本発明は、指向軸の方向を外部から容易に変えることのできるマイクロホンに関する。
指向性を有するマイクロホンを用いる場合、最適な集音を行えるよう、マイクロホンはその内部にあるマイクロホンユニットの指向軸が音源に向くように設置される。そして、マイクロホンユニットの指向軸はマイクロホンの前面に向けられていることが多いため、指向軸を音源に向けるときには、マイクロホンの前面が音源に向くように設置されるとともに、コードが音源の方向と反対側に引き出される(特許文献1参照)。
図5に、指向軸が前面に向けられたマイクロホンの従来例を示す。この従来のマイクロホン1’は、マイクロホン本体2の前端側に集音部21が設けられ、後端側からはコード22が引き出されている。集音部21は、マイクロホン本体2の前端部に設けられている前側集音部21aと、その近傍の側壁に設けられている周辺集音部21bにより構成されていて、指向軸D’がマイクロホン本体2前面に向けられている。
このようにコード22が音源の方向とは反対側に引き出されるマイクロホン1’では、テレビなどの映像放送において、音源である話者の音声を集音するためにこのようなマイクロホンを使用する場合、マイクロホンの前面が話者の方に向く一方でコードが撮影機器側に長く引き出され、上記コードが映像に映り込んでしまい、映像の見栄えを損なっていた。ニュース番組などでデスク上にバウンダリマイクロホンを設置して使用する場合も同様に、バウンダリマイクロホンのハウジングの後端からコードが引き出され、このコードが映像に映り込むことがある。
そこで、上述したマイクロホンを用いる場合、配線を映像に映り込ませないようにするためには、音源側に向けてコードを配線することが求められる。
特開2006−148325号公報
そこで、マイクロホンユニットの指向軸の方向とコードの引出方向とが同じになるように、コードの引き出し方向を変えずに、マイクロホンユニットの向きを180度変えて取り付けることを可能にしたマイクロホンがある。

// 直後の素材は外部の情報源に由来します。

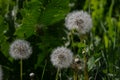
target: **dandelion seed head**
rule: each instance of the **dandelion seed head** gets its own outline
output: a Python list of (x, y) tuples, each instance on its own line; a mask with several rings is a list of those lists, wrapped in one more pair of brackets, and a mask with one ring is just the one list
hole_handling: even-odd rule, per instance
[(2, 68), (1, 68), (1, 66), (0, 66), (0, 80), (2, 80), (3, 78), (3, 71), (2, 71)]
[(85, 34), (92, 28), (91, 16), (84, 11), (73, 11), (65, 18), (65, 26), (68, 30), (77, 30), (80, 34)]
[(51, 62), (57, 68), (68, 68), (73, 60), (73, 53), (66, 47), (57, 47), (51, 54)]
[(25, 40), (15, 40), (10, 45), (10, 55), (14, 59), (27, 59), (32, 54), (30, 43)]

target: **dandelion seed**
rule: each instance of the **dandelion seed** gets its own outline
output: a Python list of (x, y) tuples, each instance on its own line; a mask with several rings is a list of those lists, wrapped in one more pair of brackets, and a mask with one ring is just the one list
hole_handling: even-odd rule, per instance
[(57, 47), (51, 54), (51, 62), (57, 68), (68, 68), (73, 60), (73, 53), (66, 47)]
[(1, 66), (0, 66), (0, 80), (2, 80), (3, 78), (3, 71), (2, 71), (2, 68), (1, 68)]
[(73, 11), (66, 16), (65, 26), (68, 30), (75, 29), (80, 34), (85, 34), (92, 28), (92, 19), (87, 12)]
[(32, 48), (25, 40), (15, 40), (10, 45), (9, 53), (14, 59), (27, 59), (32, 54)]

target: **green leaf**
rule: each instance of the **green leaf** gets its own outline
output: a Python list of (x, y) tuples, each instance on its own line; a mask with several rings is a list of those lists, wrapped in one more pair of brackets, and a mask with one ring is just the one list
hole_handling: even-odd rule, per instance
[(51, 0), (40, 15), (40, 23), (48, 26), (64, 19), (70, 10), (68, 3), (69, 0)]
[(91, 57), (88, 60), (87, 64), (88, 64), (88, 71), (90, 71), (95, 66), (95, 59), (94, 59), (94, 57)]
[(27, 38), (34, 34), (35, 27), (38, 23), (37, 20), (40, 15), (40, 2), (29, 2), (21, 13), (23, 15), (22, 25), (17, 28), (15, 35)]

このようなマイクロホンにおいては、マイクロホンユニットがマイクロホン内部に固定されているため、その向きを変えるときには、筐体のネジを外し、マイクロホンユニットを主体とする内蔵部品を取り出す必要がある。この作業は煩雑であるとともに、マイクロホンユニットに触れなければならず、また、作業中にマイクロホンユニットの周囲にある電子基板や配線に作業者の手や器具が接触することもあるため、故障の原因となる恐れがある。
そこで、マイクロホンユニットの向きを変えずに、コード引出方向のみを任意に変えられるマイクロホンがある。このようなマイクロホンは、マイクロホンユニットに直接触れる必要が無いため、上述した故障を防ぐことができる。しかし、近年の携帯電話の普及等に伴う、マイクロホンに対する強い無線周波妨害(RFI)耐性への要求を満たすためには筐体等へのかしめ構造等を採用することが好ましいが、このようなマイクロホンではかしめ構造を採用するのは難しい。

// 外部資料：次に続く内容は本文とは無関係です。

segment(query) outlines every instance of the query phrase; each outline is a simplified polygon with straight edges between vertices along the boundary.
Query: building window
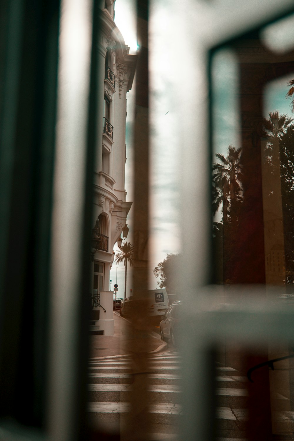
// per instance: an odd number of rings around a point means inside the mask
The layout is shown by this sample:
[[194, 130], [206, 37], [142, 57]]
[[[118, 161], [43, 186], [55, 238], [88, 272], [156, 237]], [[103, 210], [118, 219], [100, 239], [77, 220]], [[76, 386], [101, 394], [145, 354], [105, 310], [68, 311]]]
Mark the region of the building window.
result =
[[109, 152], [103, 149], [102, 150], [102, 172], [108, 175], [110, 174], [110, 154]]
[[100, 291], [104, 290], [104, 264], [95, 260], [94, 262], [94, 277], [93, 279], [93, 296], [98, 300], [100, 297]]
[[105, 96], [104, 97], [104, 116], [109, 121], [110, 119], [110, 101]]

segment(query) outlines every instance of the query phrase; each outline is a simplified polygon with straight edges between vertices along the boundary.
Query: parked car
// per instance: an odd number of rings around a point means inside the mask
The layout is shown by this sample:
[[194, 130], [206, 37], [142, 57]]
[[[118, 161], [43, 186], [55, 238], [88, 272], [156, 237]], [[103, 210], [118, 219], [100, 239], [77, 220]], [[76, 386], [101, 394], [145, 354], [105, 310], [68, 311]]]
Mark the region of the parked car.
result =
[[127, 299], [123, 299], [119, 307], [119, 314], [122, 317], [126, 317], [129, 315], [129, 303], [130, 301], [131, 301], [132, 299], [133, 296], [130, 295], [129, 297], [127, 297]]
[[120, 298], [119, 298], [118, 297], [117, 297], [116, 299], [115, 299], [115, 295], [113, 296], [113, 310], [114, 311], [115, 309], [115, 310], [116, 310], [117, 309], [119, 309], [119, 308], [120, 307], [120, 304], [123, 301], [123, 299], [120, 299]]
[[181, 305], [179, 300], [172, 303], [162, 316], [159, 324], [161, 340], [167, 342], [170, 340], [174, 348], [176, 347], [179, 335]]

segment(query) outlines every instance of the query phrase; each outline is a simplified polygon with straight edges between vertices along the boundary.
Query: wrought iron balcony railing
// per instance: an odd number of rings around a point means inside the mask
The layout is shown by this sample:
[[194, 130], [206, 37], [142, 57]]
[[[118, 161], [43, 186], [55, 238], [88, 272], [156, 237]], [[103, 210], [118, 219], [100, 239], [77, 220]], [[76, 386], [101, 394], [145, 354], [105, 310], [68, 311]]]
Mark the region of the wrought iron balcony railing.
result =
[[107, 236], [104, 235], [104, 234], [101, 234], [101, 233], [97, 233], [97, 235], [99, 239], [100, 239], [97, 241], [97, 249], [100, 250], [100, 251], [108, 251], [108, 237]]
[[103, 120], [104, 122], [103, 128], [104, 133], [106, 133], [113, 140], [113, 127], [112, 126], [107, 118], [104, 117], [103, 118]]
[[108, 66], [105, 66], [105, 78], [108, 80], [112, 86], [115, 87], [115, 77]]

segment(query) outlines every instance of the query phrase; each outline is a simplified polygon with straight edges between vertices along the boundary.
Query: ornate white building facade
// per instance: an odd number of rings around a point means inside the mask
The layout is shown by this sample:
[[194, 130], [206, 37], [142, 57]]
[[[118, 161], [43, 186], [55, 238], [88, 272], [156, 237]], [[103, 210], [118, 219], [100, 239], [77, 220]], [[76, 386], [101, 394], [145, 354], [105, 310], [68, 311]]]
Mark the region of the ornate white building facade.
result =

一方、マイクロホンにかしめ構造を採用すると、マイクロホンのコードを任意の方向に引き出すことのできる構成にすることができない。
また、マイクロホンの中には、天井や机に孔を開けて、埋め込まれて使用されるものがある。このようなマイクロホンは、指向軸が音源に向くようにして固定されるが、一度固定された後に指向軸の方向を変えることは非常に困難なものとなる。
本発明は、上記のような従来技術の問題点を解消すること、すなわち、マイクロホンユニットに触れることなく指向軸を変えることができ、かしめ構造等のRFI耐性対応構造を採用することも可能なマイクロホンを提供することを目的とする。

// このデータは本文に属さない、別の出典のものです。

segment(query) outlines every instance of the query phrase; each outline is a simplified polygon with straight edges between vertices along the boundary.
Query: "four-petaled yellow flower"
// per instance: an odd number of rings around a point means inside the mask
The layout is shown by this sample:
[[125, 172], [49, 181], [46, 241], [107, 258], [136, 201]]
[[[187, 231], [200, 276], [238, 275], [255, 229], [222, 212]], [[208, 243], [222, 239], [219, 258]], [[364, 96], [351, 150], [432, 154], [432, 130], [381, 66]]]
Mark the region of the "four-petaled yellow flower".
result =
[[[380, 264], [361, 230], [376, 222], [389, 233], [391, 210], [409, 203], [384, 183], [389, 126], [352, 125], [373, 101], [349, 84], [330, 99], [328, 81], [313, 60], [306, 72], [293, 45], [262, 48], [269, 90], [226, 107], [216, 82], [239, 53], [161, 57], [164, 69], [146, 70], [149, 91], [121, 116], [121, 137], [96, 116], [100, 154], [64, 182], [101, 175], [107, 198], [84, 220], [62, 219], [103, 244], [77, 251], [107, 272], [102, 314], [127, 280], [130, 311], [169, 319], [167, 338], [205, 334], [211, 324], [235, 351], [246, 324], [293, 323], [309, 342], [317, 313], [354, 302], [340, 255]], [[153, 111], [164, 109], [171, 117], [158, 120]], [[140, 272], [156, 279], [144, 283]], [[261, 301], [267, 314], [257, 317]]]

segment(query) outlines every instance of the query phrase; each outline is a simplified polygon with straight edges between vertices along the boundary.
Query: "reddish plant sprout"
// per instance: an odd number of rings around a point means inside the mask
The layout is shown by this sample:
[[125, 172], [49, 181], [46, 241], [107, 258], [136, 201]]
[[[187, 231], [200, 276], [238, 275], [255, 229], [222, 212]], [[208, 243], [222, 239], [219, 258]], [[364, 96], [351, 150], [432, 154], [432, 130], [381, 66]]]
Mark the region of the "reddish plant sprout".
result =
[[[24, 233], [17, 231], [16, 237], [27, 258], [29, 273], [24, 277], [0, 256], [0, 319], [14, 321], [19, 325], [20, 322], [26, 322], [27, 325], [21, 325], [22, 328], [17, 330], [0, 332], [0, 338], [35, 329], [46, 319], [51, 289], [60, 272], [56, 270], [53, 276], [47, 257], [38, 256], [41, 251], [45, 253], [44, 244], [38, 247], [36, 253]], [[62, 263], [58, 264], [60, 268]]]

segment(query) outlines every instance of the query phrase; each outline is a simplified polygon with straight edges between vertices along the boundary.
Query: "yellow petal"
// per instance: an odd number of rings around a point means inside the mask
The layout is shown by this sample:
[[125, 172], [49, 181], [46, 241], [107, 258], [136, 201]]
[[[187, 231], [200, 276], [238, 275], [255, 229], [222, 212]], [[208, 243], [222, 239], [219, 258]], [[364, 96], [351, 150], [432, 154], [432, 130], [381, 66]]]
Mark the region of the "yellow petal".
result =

本発明に係るマイクロホンは、集音部を有し内部にマイクロホンユニットが設けられている筐体と、集音部を覆って筐体に回転可能に被せられるキャップと、筐体から引き出されるコードと、を備え、キャップは複数の集音孔を有し、複数の集音孔はそれぞれ異なる方向に開口しマイクロホンユニットの音波導入部に連通していることを最も主要な特徴とする。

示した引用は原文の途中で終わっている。